Dit vonnis is gewezen door:
mr. R. Brand, voorzitter,
en mr. T.M. Riemens en mr. dr. C.M. van Esch, rechters,
in tegenwoordigheid van mr. drs. M.R. Moraal, griffier,
en uitgesproken op de openbare terechtzitting van deze rechtbank op de datum die in de kop van dit vonnis is vermeld.
De jongste rechter is buiten staat dit vonnis mede te ondertekenen.
Bijlage I
Tekst tenlastelegging
Aan de verdachte wordt ten laste gelegd dat
hij op een of meer tijdstip(pen)
in of omstreeks de periode van 23 juli 2016 tot 10 mei 2018 te Spijkenisse,
gemeente Nissewaard, meermalen, althans eenmaal,
(telkens) met iemand beneden de leeftijd van twaalf jaren, te weten met [naam slachtoffer]
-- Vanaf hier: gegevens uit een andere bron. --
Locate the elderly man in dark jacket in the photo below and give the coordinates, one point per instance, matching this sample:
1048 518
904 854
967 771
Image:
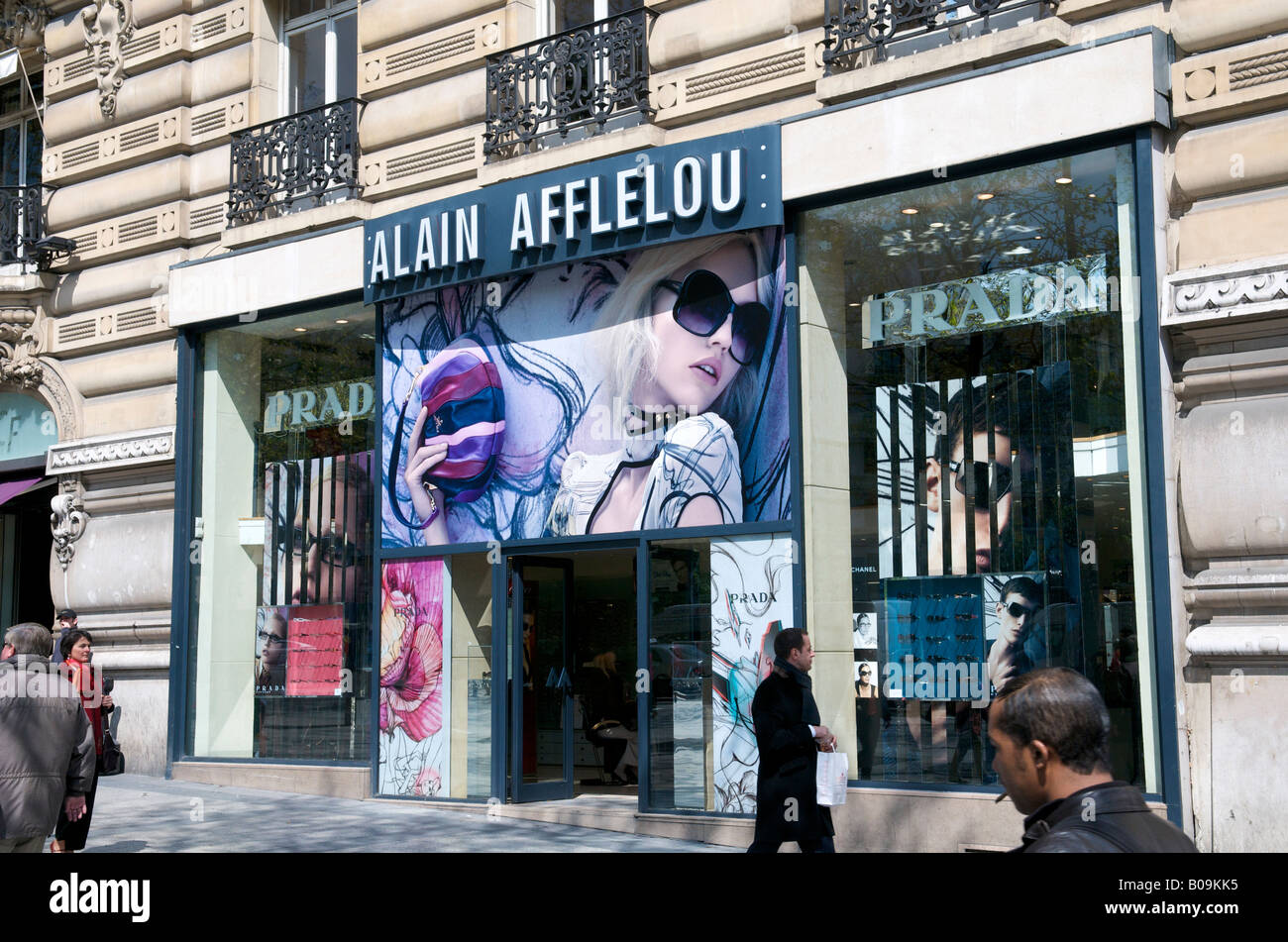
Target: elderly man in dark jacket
47 744
1051 732
789 735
(geboren op [geboortedatum slachtoffer] 2008), handelingen heeft gepleegd die
bestonden uit of mede bestonden uit het seksueel binnendringen van het lichaam
van die [naam slachtoffer] , namelijk het meermalen, althans eenmaal, (telkens)
­ brengen van en/of wrijven met zijn, verdachtes, vinger(s) tussen de schaamlippen van die [naam slachtoffer] en/of
­ betasten van en/of wrijven met zijn, verdachtes, hand over de vagina en/of de schaamstreek van die [naam slachtoffer] ,
terwijl die [naam slachtoffer] aan zijn zorg en/of waakzaamheid was toevertrouwd.